Odak Okulları kurucusu Begüm Özdoğularlı Akademik Bakış Programında Prof. Dr. Michael Kuyucu’nun konuğu oldu. Özdoğularlı Akademik Bakış programında Odak okullarının diğer okullardan farklarını ve eğitim sektöründe yaşanan sorunlar hakkında ki görüşlerini anlattı. Programda Özdoğularlı’nın yaptığı açıklamaların satır başları şöyle:
Klasik Bir Okul Değiliz
Okulumuz 170 öğrenci kontenjanı olan anaokulu ilkokul ve ortaokul. Her çocuğun 3-4 yaşından itibaren kendi kendisine yetmesine odaklı bir okul. Burada bu okulu benim çocuğum hayvan kümesine girdi hayvan dışkısı ayakkabısına bulaştı ya da kapıda bir baktım çocukları karşılayan bir kurucuydu gibi ayrımları olan kişilere göre bir okul değil. Bizim okulumuz gün içerisinde her an her işi yapan kendi formasını tasarlayan bir sene sonraki formasını terzi hanımlarla beraber dikmek isteyen sayım yapmayı seven sınıfını temizleyen düzenleyen beslenmeye çok önem veren bir okul.
Bana Kalsa Okul Olmasa da Olur
Ben klasik cümleler kurmak istemiyorum ne güzel İngilizcemiz var gibi. Biz bunların hepsini hayatın içinde öğrenilmesi gerektiğini düşünüyoruz. Aslında bana kalsa hiç okul olmasın.

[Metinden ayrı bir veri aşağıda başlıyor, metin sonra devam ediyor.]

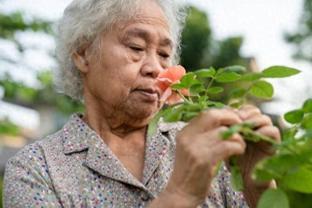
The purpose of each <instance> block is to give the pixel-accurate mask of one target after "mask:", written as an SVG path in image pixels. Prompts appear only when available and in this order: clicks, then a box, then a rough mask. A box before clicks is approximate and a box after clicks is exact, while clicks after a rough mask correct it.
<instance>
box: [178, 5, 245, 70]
mask: <svg viewBox="0 0 312 208" xmlns="http://www.w3.org/2000/svg"><path fill="white" fill-rule="evenodd" d="M242 44H243V38H242V37H229V38H226V39H223V40H215V38H214V36H213V30H212V28H211V25H210V22H209V18H208V14H207V13H206V12H204V11H201V10H199V9H198V8H196V7H193V6H189V7H188V16H187V18H186V22H185V28H184V30H183V32H182V51H181V64H182V65H183V66H184V67H185V68H186V69H187V70H188V71H192V70H194V69H200V68H206V67H209V66H214V67H216V68H221V67H225V66H229V65H244V66H247V64H248V63H247V60H246V58H244V57H243V56H242V55H241V53H240V49H241V47H242Z"/></svg>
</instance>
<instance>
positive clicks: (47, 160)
mask: <svg viewBox="0 0 312 208" xmlns="http://www.w3.org/2000/svg"><path fill="white" fill-rule="evenodd" d="M183 16H184V15H183V13H182V12H181V11H179V10H178V9H177V6H176V5H175V4H174V2H173V1H166V0H133V1H128V0H97V1H96V0H74V1H73V2H72V3H71V4H70V5H69V6H68V8H67V9H66V10H65V13H64V16H63V18H62V20H61V22H60V28H59V29H60V30H59V39H58V48H57V56H58V60H59V62H60V71H59V76H58V78H59V82H58V86H59V87H62V89H63V91H64V93H66V94H67V95H70V96H71V97H73V98H75V99H80V100H83V102H84V104H85V112H84V114H83V115H79V114H75V115H73V116H72V117H71V119H70V120H69V121H68V123H67V124H65V126H64V127H63V128H62V129H61V130H60V131H58V132H57V133H55V134H53V135H50V136H48V137H47V138H45V139H44V140H40V141H37V142H35V143H34V144H31V145H28V146H26V147H25V148H24V149H23V150H21V151H20V152H19V153H18V154H17V155H16V156H15V157H13V158H12V159H11V160H10V161H9V162H8V164H7V168H6V173H5V193H4V195H5V196H4V205H5V207H10V208H11V207H12V208H13V207H14V208H18V207H185V208H186V207H198V206H202V207H247V206H248V205H249V206H251V207H254V206H255V204H256V203H257V200H258V198H259V195H260V194H261V193H262V192H263V191H264V190H265V189H266V188H268V187H269V186H271V185H272V184H271V183H267V184H255V183H254V182H253V181H252V180H250V171H251V169H252V167H253V165H254V164H255V163H256V162H257V161H258V160H259V159H261V158H263V157H265V156H266V155H267V153H266V151H265V150H266V149H268V148H269V146H266V145H263V144H260V145H261V146H260V147H259V146H257V147H255V146H250V145H249V144H248V147H247V148H246V143H245V142H244V140H243V138H242V137H241V136H240V135H238V134H236V135H234V136H232V137H231V138H230V139H228V140H221V139H220V138H219V135H220V132H221V131H224V130H225V129H227V126H230V125H233V124H237V123H240V122H243V121H251V122H253V123H254V124H255V125H256V126H257V129H256V131H258V132H259V133H261V134H264V135H266V136H270V137H272V138H275V139H279V132H278V130H277V129H276V128H275V127H273V126H272V123H271V121H270V119H268V117H266V116H264V115H262V114H261V113H260V111H259V110H258V109H257V108H255V107H251V106H247V107H244V108H242V109H240V110H238V111H234V110H231V109H219V110H210V111H207V112H204V113H201V114H200V115H199V116H198V117H196V118H195V119H193V120H192V121H191V122H190V123H188V124H183V123H173V124H166V123H163V122H162V123H159V124H158V128H157V132H156V134H155V135H154V136H147V133H146V132H147V127H148V124H149V122H150V121H151V119H152V118H153V116H154V115H155V114H156V113H157V112H158V111H159V110H160V108H161V107H162V106H161V105H162V104H161V102H160V100H161V96H162V95H163V94H162V93H163V92H162V91H161V90H160V89H159V88H158V87H157V85H156V80H157V76H158V74H159V73H160V72H162V71H163V70H166V68H168V67H169V66H171V65H173V64H174V60H175V58H176V54H177V53H178V47H179V37H180V32H181V25H182V21H183ZM233 155H242V156H240V160H239V161H240V162H239V164H240V167H241V169H242V171H243V178H244V181H245V189H244V190H245V191H244V193H239V192H235V191H233V190H232V188H231V186H230V183H229V175H230V173H229V171H228V170H227V169H226V168H225V166H224V167H222V168H221V170H220V171H219V172H218V174H217V175H216V176H215V172H216V171H215V170H216V166H217V164H218V163H219V161H223V160H226V159H228V158H229V157H230V156H233ZM247 204H248V205H247Z"/></svg>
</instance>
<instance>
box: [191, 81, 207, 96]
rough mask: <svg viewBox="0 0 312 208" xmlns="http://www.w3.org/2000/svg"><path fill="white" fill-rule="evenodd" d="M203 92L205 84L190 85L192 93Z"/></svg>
mask: <svg viewBox="0 0 312 208" xmlns="http://www.w3.org/2000/svg"><path fill="white" fill-rule="evenodd" d="M202 92H205V88H204V85H203V84H201V83H196V84H193V85H192V86H191V87H190V93H191V94H192V95H197V94H199V93H202Z"/></svg>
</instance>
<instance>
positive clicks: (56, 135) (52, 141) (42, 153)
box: [7, 131, 62, 165]
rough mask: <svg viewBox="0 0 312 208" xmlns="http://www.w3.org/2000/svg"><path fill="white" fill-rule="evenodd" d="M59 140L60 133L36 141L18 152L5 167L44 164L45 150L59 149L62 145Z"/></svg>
mask: <svg viewBox="0 0 312 208" xmlns="http://www.w3.org/2000/svg"><path fill="white" fill-rule="evenodd" d="M61 140H62V139H61V131H58V132H56V133H54V134H51V135H48V136H45V137H43V138H41V139H38V140H36V141H35V142H33V143H30V144H28V145H26V146H24V147H23V148H22V149H21V150H19V151H18V152H17V153H16V154H15V155H14V156H13V157H12V158H10V159H9V160H8V162H7V165H8V164H10V163H16V162H18V163H19V164H28V165H31V164H32V163H34V164H35V163H38V164H41V163H44V161H45V154H44V152H45V149H46V148H47V147H49V146H51V147H54V148H60V146H61V143H62V142H61Z"/></svg>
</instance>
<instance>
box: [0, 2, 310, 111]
mask: <svg viewBox="0 0 312 208" xmlns="http://www.w3.org/2000/svg"><path fill="white" fill-rule="evenodd" d="M180 1H182V0H180ZM183 1H188V2H192V3H193V4H195V5H198V6H199V7H200V8H201V9H203V10H205V11H207V12H208V13H209V17H210V22H211V24H212V27H213V30H214V34H215V37H216V38H218V39H221V38H225V37H228V36H232V35H242V36H244V40H245V42H244V46H243V50H242V52H243V54H244V55H246V56H254V57H256V59H257V62H258V65H259V66H260V68H262V69H263V68H265V67H268V66H271V65H277V64H278V65H288V66H292V67H296V68H298V69H300V70H302V71H303V72H302V73H301V75H298V76H296V77H294V78H287V79H286V80H282V81H274V82H273V83H274V86H275V89H276V97H277V99H278V100H280V101H278V102H273V103H272V104H270V105H268V106H267V108H266V111H267V112H272V113H277V114H282V113H285V112H286V111H287V110H291V109H293V108H295V107H297V106H299V105H300V104H301V103H302V101H303V100H304V99H305V98H307V97H308V95H307V93H308V90H311V91H310V97H311V96H312V85H311V83H310V81H309V77H310V78H311V77H312V70H311V66H310V65H305V64H302V63H299V62H295V61H293V60H292V59H291V52H292V48H291V46H290V45H288V44H287V43H285V42H284V40H283V34H284V32H286V31H293V30H295V29H296V26H297V23H298V19H299V16H300V14H301V13H300V12H301V10H302V3H303V0H239V1H238V0H183ZM69 2H70V0H44V1H42V0H23V1H17V0H5V1H2V3H1V5H0V11H12V10H16V9H21V10H24V11H26V15H29V16H31V15H35V16H38V17H44V18H48V19H50V20H56V19H58V18H59V17H60V16H61V14H62V11H63V9H64V8H65V6H66V5H67V4H68V3H69ZM20 38H24V39H23V42H25V44H32V43H34V44H36V41H35V40H34V39H33V34H29V35H28V36H27V35H26V36H24V35H21V37H20ZM43 38H45V39H44V40H45V41H44V42H43V44H44V45H45V47H48V48H53V47H54V45H53V40H51V39H49V38H48V37H43ZM41 40H42V39H41ZM41 42H42V41H41ZM41 44H42V43H41ZM5 45H7V46H6V47H4V46H5ZM7 47H8V48H10V47H11V48H12V45H10V44H9V43H6V42H1V41H0V52H1V53H4V52H5V53H9V55H8V56H13V57H14V56H15V55H14V54H15V53H16V51H15V49H14V48H12V49H11V50H5V49H7ZM12 54H13V55H12ZM20 58H21V59H22V60H23V63H25V66H26V67H27V66H34V65H35V66H36V67H37V68H38V69H39V68H42V66H43V67H49V66H54V64H55V63H53V61H52V60H51V59H48V58H47V57H45V55H44V54H42V53H41V51H40V50H39V51H38V50H36V49H34V50H33V51H30V52H28V53H27V54H26V55H25V56H24V57H20ZM14 70H16V72H17V73H16V74H17V76H20V77H25V73H23V69H14ZM0 72H1V67H0ZM21 74H22V75H21ZM29 76H31V74H30V75H29ZM29 79H31V77H30V78H29ZM308 84H310V85H308Z"/></svg>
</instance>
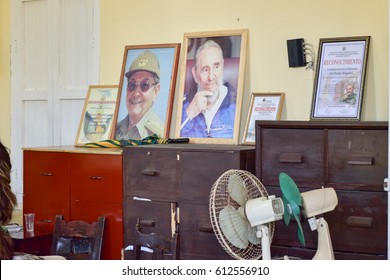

Keşke çocuklar sosyal ortamda kendi başlarına büyükleriyle dedeleriyle nineleriyle bunları öğrensinler ama maalesef artık eskisi gibi sosyal ortamlar olmadığı için ben okulu kişilerin son çaresi olarak görüyorum.
Okulların Sorunları Devam Edecek
Hiçbir okulun işi kolay değil çok hak veriyorum hiçbir velinin işi kolay değil. En büyük sıkıntı şu oldu çok fazla okul açıldı. Bu yüzden hiçbir okul kontenjanını dolduramıyor. Kontenjan dolmadığı için istediği geliri elde edemiyor, gelmediği zaman da zammı yüksek yapmak zorunda kalıyor ve öğretmenlerine hak ettiği maaşları ödeyemez hale geliyor. Bu bir süre çok güzel gitti okulların eskiden sayıları daha azdı kontenjanlar doluyordu ama son 7-8 yıldır ve bundan sonra da böyle devam edecek sıkıntılar devam edecek.